SETE VIDAS
Beto Muniz

 
 

Dizem que a curiosidade matou o gato, mas é mentira. Continuo vivo e belo após anos exercendo a curiosidade que me é nata.

Essa eu não lembro, mas mamãe costuma contar que aos três anos de idade ganhei um caminhão de bombeiro, inesquecível, enorme! Típico presente de natal que seria conservado por anos, décadas, podendo até ser transformado em peça de museu se a minha curiosidade felina não incentivasse desmontá-lo para ver o que tinha dentro. Devo ter descoberto que brinquedos são ocos, não lembro, o fato é que nunca mais ganhei presente semelhante. No máximo um carrinho de plástico vagabundo e também oco como sempre constatei. Quando completei seis anos - essa eu lembro bem - ganhei uma bola de capotão (esquece, capotão é coisa extinta!), todas as bolas disponíveis para a molecada da vila eram de plástico. Plásticos em diversas densidades, porém, meros plásticos que se tornariam subalternos do meu capotão. Seria de fazer inveja aos demais garotos ávidos por uma pelada com meu presente de aniversário, mas ela sequer foi quicar no campinho de terra dura. A já famosa natureza felina atacou e bastou uma faca de cozinha para desmascarar todos os segredos internos da bola nova. Meu tio, desolado com o avesso do capotão nas mãos, dizia estar tudo bem, que era coisa de criança e tal, no entanto, jamais voltou a me presentear... devo ter aprendido a guardar rancor com ele!

Ao completar dez anos eu tinha razoável fama entre os familiares, amigos, vizinhos, colegas, conhecidos e até mesmo entre estranhos. Todos os objetos que minha curiosidade pediu foram desmontados e mostraram seus segredos. Obviamente que a característica em mim nata, não se preocupava com o remonte. A graça existia apenas no desmonte. Em casa tínhamos o depósito de troços desmantelados, martelados, cortados, serrados... por que não dizer: quebrados? Sim, aparelhos e objetos quebrados aguardando esperançosamente que um dia alguém soubesse consertá-los. Aparelhos e objetos que ao serem colocados do avesso me renderam surras memoráveis, como da vez em que eu quis saber como era o interior de um botijão de gás. Usei um machado e dessa vez quase que o gato morre. Sorte minha que o botijão estava vazio aguardando a troca. Se não fosse a surra de chibata que papai me aplicou, teria saído intacto.

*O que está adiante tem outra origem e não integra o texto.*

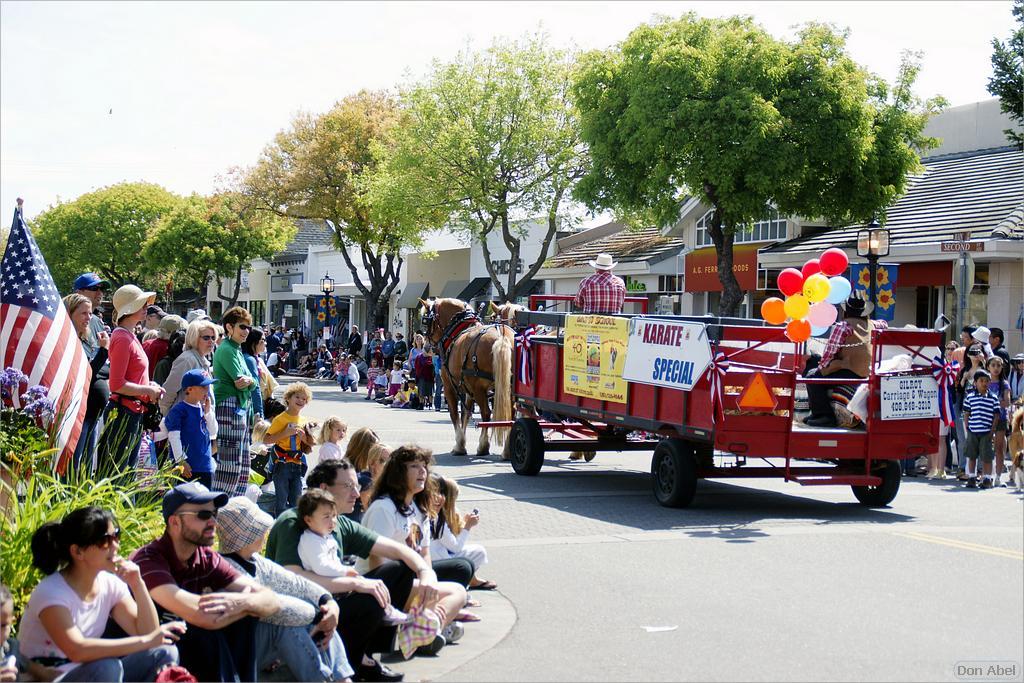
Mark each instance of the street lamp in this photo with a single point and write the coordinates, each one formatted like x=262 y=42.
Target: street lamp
x=872 y=243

Não tive a mesma sorte quando roubei uma cápsula do revolver do meu avô. Ele tinha várias armas no sítio e eu já sabia atirar. Vovô ensinava os netos a manuseá-las logo cedo para evitar acidentes. Assim, completados doze anos de idade eu já saía para caçar com uma winchester a tiracolo. Era bom na pontaria e para alegria da minha avó encerrei com as correrias e alvoroços aos domingos. Era só ela escolher o frango no terreiro que eu garantia o almoço com um único tiro, no cocuruto. Mão na roda! Mas um dia a natureza felina miou alto e eu quis saber como era um cartucho por dentro, surrupiei a cápsula e fugi para a beira da mata. Levei um facão e com ele tentei cortar o metal do cartucho sem sucesso. Desisti por uns minutos e então, ó idéia de jerico... quero dizer, de cão! Apoiei o cartucho no tronco de árvore seca mirei e pimba! Meti o facão sem dó nem piedade no centro do cilindro metálico. Ouvi o estalido típico de uma deflagração e senti braços e rosto queimando. A pólvora explodiu na madeira seca lançando fragmentos para cima, me atingindo em cheio. Ainda tenho pequenas cicatrizes próximas aos olhos, no meio da face, pescoço, mãos e braços para comprovar a imbecilidade. Fiquei um tempão atordoado, com fragmentos de madeira cravados na pele, até tomar ciência da asneira cometida e só então comecei a tirar farpa por farpa. Consegui, apesar dos machucados, encobrir o feito e evitar mais uma surra. O chumbo eu nunca soube para que lado foi, sorte não ter me atingido. Não era hora do gato morrer.